Electricity: Capturing Lightning in a Bottle
Electricity is one of the most important elements of the modern world, and its ubiquity is precisely why we take it for granted. Electricity allows us to enjoy the wonders of television, get from place to place in a matter of minutes, and connect to each other through the Internet. With a simple flip of the switch, we can light entire buildings and even cities.However, electricity wasn’t so widespread and actually didn’t gain any significance until 1600. William Gilbert, an English scientist, studied magnetism and electricity, and discovered the lodestone effect by rubbing amber to produce static electricity. It was from his findings that he first coined the New Latin term electronicus, which means “of or like amber.” It’s from that term we get the modern English words electric and electricity.
The next big finding came from Benjamin Franklin’s historic kite flying adventure. In 1752, Franklin attached a metal key to a kite and flew it in a storm. The kite was struck by lightning and showed that lightning was electrical in nature.
Of course, the greatest achievement to come from electricity was the light bulb. Prior to the light bulb and Edison’s development of a practical incandescent bulb, indoor lighting was dependent entirely on daylight and flame, often by candle, lantern, or oil lamp. Although, in 5000 B.C., people reportedly used oily birds and fish as working lamps by simply threading them through with wicks. More pleasant techniques involved catching and caging fireflies.

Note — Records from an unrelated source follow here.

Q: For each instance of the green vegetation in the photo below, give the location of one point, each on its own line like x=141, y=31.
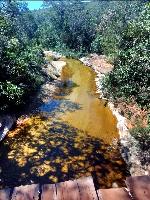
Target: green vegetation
x=142, y=136
x=21, y=58
x=131, y=75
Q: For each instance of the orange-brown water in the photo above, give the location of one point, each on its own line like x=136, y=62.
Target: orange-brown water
x=68, y=137
x=93, y=117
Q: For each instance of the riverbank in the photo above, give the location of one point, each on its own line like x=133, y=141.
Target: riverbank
x=128, y=144
x=52, y=70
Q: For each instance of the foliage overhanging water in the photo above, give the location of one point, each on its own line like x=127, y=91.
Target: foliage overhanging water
x=69, y=137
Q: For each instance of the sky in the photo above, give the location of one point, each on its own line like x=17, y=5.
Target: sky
x=34, y=4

Plumbing: Where the Water Runs
It’s amazing to think that you can walk into any building and find clean, running water, but it wasn’t always that way. Plumbing originated in ancient civilizations through the development of public baths and the growing need for safe, drinkable water and waste drainage. Unfortunately, back then, they used lead pipes for their plumbing systems, which, as you might expect, created quite a few problems.
Improvements were slow and there weren’t any significant changes to the plumbing system until the 1800s as cities became more densely populated. The waste disposal system at the time consisted entirely of collecting waste and dumping it into nearby rivers or on the ground. Open sewage ditches and cesspools were common.

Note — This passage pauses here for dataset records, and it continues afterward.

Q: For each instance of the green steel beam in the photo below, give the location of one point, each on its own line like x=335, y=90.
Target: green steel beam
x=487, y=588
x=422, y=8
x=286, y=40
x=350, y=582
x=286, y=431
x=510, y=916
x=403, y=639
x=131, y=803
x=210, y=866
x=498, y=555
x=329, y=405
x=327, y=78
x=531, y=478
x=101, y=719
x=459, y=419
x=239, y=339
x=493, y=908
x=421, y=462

The use of lead for pipes didn’t subside until after World War II, which brought increased awareness of lead poisoning. Copper piping became the norm.
Refrigeration: Preservation and Staying Cool
The concept of refrigeration with ice has actually been around since prehistoric times. In ancient cultures, people would seasonally harvest ice and snow, which was then stored in caves or ditches lined with insulating materials, like straw. They would then ration the ice to preserve food through warmer periods. This was actually an effective technique, so much so that ice houses were used well into the 20th century.
Chemical refrigeration was discovered in the 16th century, though domestic mechanical refrigerators weren’t available until around 1911.
These seem like minor things today, but imagine having to read by flaming, oily bird, drinking water from lead pipes, and keeping a year’s worth of food cold with a small block of ice. We should be thankful for what we have—and that includes our modern utilities.